Artem Rovenskii

Oct 04 2022

Tags:

#CSharp #Knowledge

List in C#: implementation and features

Oct 04 2022

Author: Artem Rovenskii

Introduction
Inside List<T>
A bit about performance
Conclusion

List is one of the most used collections in C#. Let's inspect the features of List and look at how some of its parts are implemented.

Introduction

This article is about List<T> from the System.Collections.Generic namespace. More specifically, the article describes the internal implementation and some features of List<T>. This is the most used collection in C#, and it's not just my opinion — Andrew Troelsen, Philip Japikse, and Jon Skeet wrote the same in their books. And that's understandable: List<T> is easy to work with. It's quite flexible and thus covers most of the daily tasks for developers. It also has a large number of helpful methods. The collection's abilities are expanded even further with the help of LINQ.

Inside List<T>

The source code of the List<T> class is available on GitHub. This means we can look at its implementation. Let's analyze the most important aspects.

The List<T> class is a sequential and dynamically resizable list of items. Under the hood, List<T> is based on an array.

The List<T> class has 3 main fields:

T[] _items is an internal array. The list is built on the base of this array.
int _size stores information about the number of items in the list.
int _version stores the version of the collection.

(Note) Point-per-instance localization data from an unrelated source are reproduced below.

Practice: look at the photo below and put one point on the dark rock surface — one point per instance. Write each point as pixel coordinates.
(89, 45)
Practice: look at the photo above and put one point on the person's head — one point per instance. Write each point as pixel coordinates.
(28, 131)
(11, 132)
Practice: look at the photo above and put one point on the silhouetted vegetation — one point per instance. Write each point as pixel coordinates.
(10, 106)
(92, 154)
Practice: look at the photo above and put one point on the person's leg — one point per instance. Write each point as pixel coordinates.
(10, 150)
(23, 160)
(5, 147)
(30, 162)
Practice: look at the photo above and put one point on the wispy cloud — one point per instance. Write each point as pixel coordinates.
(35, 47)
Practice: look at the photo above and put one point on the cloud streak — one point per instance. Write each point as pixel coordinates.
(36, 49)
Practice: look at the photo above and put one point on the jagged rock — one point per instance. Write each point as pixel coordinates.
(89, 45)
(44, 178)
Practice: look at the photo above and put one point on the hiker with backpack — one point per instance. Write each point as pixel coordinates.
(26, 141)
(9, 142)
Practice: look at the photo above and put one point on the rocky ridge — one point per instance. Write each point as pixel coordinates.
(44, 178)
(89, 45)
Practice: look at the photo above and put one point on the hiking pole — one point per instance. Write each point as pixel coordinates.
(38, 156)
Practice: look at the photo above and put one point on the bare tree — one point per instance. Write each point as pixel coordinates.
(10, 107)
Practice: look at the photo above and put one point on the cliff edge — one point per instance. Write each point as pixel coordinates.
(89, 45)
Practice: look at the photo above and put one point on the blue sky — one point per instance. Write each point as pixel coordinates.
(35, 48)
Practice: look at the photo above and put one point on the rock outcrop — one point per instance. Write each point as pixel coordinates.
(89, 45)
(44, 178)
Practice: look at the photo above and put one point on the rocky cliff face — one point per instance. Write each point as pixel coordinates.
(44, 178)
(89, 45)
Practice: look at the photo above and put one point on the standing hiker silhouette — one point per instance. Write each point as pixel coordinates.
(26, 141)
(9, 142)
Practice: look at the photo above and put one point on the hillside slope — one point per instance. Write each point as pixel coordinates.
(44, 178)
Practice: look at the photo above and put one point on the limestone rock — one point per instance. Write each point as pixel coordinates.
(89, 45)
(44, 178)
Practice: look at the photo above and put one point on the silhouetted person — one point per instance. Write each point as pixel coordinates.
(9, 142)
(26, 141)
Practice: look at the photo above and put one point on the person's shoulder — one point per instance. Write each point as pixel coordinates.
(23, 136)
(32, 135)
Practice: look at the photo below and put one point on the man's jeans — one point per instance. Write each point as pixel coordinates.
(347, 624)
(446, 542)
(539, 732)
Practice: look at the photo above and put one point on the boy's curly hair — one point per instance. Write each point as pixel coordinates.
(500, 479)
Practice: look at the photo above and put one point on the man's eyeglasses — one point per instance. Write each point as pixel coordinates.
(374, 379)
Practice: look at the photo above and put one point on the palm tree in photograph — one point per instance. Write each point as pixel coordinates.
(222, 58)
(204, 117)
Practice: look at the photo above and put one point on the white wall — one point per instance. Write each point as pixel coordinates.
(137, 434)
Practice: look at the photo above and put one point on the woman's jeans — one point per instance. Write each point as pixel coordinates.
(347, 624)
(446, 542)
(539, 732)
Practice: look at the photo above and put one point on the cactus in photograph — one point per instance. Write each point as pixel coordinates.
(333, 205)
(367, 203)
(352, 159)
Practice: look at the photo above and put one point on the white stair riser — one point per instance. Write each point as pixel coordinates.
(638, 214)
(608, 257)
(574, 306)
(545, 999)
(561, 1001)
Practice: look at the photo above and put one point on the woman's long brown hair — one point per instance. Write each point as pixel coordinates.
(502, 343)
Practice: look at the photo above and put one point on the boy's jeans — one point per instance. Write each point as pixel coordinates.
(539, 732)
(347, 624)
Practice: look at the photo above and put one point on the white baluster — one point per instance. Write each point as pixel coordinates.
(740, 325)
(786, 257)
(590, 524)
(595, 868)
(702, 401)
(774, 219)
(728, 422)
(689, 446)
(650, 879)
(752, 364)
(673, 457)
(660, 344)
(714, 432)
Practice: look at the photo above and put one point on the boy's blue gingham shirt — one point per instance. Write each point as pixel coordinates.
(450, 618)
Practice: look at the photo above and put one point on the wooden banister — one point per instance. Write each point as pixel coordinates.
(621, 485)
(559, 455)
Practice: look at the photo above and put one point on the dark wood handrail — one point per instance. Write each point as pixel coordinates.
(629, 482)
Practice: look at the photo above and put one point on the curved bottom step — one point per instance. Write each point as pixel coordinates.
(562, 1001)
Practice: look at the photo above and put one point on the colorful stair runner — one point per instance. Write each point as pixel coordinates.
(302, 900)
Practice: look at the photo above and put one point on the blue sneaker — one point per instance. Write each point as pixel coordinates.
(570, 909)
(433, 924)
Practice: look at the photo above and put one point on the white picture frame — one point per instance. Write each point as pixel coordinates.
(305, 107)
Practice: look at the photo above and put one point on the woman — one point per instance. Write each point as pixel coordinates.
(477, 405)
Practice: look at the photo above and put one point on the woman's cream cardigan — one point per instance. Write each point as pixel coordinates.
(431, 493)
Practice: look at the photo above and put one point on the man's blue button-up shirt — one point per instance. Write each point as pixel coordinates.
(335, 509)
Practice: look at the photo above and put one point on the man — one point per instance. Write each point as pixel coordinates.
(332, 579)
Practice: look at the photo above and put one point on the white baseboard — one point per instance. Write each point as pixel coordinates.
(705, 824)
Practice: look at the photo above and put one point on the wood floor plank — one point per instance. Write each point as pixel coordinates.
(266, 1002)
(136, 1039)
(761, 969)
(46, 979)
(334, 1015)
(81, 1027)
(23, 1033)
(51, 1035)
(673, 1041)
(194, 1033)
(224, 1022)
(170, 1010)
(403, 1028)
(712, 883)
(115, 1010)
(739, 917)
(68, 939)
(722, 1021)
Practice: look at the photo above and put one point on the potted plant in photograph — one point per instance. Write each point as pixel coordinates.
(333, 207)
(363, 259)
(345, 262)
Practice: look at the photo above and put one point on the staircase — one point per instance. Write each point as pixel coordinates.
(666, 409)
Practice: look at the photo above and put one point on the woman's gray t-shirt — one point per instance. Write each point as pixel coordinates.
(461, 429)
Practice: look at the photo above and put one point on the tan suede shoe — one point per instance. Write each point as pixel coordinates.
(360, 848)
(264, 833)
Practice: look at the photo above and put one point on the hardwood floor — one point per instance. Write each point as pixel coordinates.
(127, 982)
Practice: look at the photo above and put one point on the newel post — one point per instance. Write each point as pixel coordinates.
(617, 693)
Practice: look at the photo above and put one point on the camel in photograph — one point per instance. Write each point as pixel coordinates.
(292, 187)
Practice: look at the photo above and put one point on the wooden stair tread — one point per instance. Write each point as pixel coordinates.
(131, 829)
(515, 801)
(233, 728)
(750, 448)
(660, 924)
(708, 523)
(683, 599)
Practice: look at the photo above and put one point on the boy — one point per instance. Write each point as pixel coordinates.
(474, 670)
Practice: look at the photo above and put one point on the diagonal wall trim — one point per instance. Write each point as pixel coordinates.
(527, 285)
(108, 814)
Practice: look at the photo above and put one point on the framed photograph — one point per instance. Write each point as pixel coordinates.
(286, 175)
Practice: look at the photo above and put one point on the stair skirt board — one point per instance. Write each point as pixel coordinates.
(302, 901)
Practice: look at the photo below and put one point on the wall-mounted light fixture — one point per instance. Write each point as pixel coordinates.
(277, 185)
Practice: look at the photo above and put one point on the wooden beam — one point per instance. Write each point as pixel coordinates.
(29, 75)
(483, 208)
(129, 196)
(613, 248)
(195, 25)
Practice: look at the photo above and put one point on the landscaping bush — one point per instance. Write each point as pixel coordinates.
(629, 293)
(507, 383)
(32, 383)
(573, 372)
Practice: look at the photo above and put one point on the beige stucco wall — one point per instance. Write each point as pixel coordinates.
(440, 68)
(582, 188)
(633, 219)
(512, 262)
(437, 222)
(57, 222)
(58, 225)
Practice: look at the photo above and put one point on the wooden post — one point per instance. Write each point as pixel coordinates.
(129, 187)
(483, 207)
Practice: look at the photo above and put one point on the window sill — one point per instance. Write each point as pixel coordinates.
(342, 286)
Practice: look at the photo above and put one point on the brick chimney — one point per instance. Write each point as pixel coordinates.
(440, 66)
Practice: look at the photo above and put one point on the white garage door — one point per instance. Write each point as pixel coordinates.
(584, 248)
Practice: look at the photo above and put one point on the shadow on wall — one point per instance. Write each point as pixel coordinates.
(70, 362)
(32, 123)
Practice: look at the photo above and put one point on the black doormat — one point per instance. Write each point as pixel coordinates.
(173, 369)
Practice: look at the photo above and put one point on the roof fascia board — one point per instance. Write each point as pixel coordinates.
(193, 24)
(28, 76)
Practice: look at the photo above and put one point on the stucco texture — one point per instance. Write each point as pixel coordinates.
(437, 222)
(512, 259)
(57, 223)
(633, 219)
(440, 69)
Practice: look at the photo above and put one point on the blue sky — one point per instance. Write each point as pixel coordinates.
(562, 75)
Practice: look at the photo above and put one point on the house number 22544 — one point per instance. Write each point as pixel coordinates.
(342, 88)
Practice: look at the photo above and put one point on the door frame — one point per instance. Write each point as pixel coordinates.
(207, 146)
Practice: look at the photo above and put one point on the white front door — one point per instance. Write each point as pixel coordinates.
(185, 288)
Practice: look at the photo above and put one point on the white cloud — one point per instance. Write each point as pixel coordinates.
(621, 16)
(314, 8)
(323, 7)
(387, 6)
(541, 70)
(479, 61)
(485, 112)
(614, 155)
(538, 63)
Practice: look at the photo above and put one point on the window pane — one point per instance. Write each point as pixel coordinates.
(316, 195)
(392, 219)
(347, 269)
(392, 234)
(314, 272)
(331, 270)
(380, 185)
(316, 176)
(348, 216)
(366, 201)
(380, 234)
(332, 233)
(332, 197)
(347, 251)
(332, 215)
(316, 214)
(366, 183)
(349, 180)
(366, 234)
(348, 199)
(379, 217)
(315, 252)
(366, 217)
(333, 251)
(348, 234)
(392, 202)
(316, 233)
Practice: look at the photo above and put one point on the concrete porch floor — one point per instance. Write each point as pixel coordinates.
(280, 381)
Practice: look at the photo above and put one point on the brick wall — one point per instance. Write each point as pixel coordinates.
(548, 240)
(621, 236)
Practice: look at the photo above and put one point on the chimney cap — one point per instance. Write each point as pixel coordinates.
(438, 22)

How to add an item to the list

The list is dynamically resizable. What happens when we add an item to the list?

public void Add(T item)
{
  _version++;
  T[] array = _items;
  int size = _size;
  if ((uint)size < (uint)array.Length)
  {
    _size = size + 1;
    array[size] = item;
  }
  else
  {
    AddWithResize(item);
  }
}

First, the value of the _version field is increased by 1. We'll inspect why this happens a bit later in this article. After that, two local variables are created — array with the elements of the T type and size of the int type. The values of the appropriate fields are assigned to these variables. Next, if an array still has space for one element, then the array element is changed by the size + 1 index. If an array doesn't have any more space left, then the AddWithResize method is called.

private void AddWithResize(T item)
{
  Debug.Assert(_size == _items.Length);
  int size = _size;
  Grow(size + 1);
  _size = size + 1;
  _items[size] = item;
}

Here, the Grow method is called to increase the internal array's current size. Then, the same actions are performed as in the Add method, to add an element if there's available space left.

Let's look closely at the Grow method:

private void Grow(int capacity)
{
  ....

  int newcapacity = _items.Length == 0 ? DefaultCapacity : 2 * _items.Length;

  if ((uint)newcapacity > Array.MaxLength) newcapacity = Array.MaxLength;

  if (newcapacity < capacity) newcapacity = capacity;

  Capacity = newcapacity;
}

The algorithm of the Grow method is as follows:

If an internal array is empty, then the capacity of the list is 4, otherwise double the length of the array;
if the new capacity value is greater than the maximum possible length of the array, then the capacity will be equal to Array.MaxLength;
if the new value of the collection's capacity is less than the current one, then the new capacity will be equal to the current one;
finally, newcapacity is written to the Capacity property.

Why do we need the _version field?

Why do we need the _version field, the value of which changed in the Add method? As mentioned above, this field allows you to track the list version. This field's value is checked when the list is enumerated. For example, let's look at the ForEach method:

public void ForEach(Action<T> action)
{
  ....
  int version = _version;

  for (int i = 0; i < _size; i++)
  {
    if (version != _version)
    {
      break;
    }
    action(_items[i]);
  }

  if (version != _version)
    ThrowHelper
      .ThrowInvalidOperationException_InvalidOperation_EnumFailedVersion();
}

Before enumeration is started, the value of the _version field is saved to a variable. If during the traversal the list is changed, then the traversal is stopped and System.InvalidOperationException is thrown. The _version field is similarly tracked in List<T>.Enumerator. Therefore, if we change the list when traversing it in foreach, it will also result in an exception thrown.

Capacity

List<T> has a constructor that takes a number (initial capacity) as a first argument.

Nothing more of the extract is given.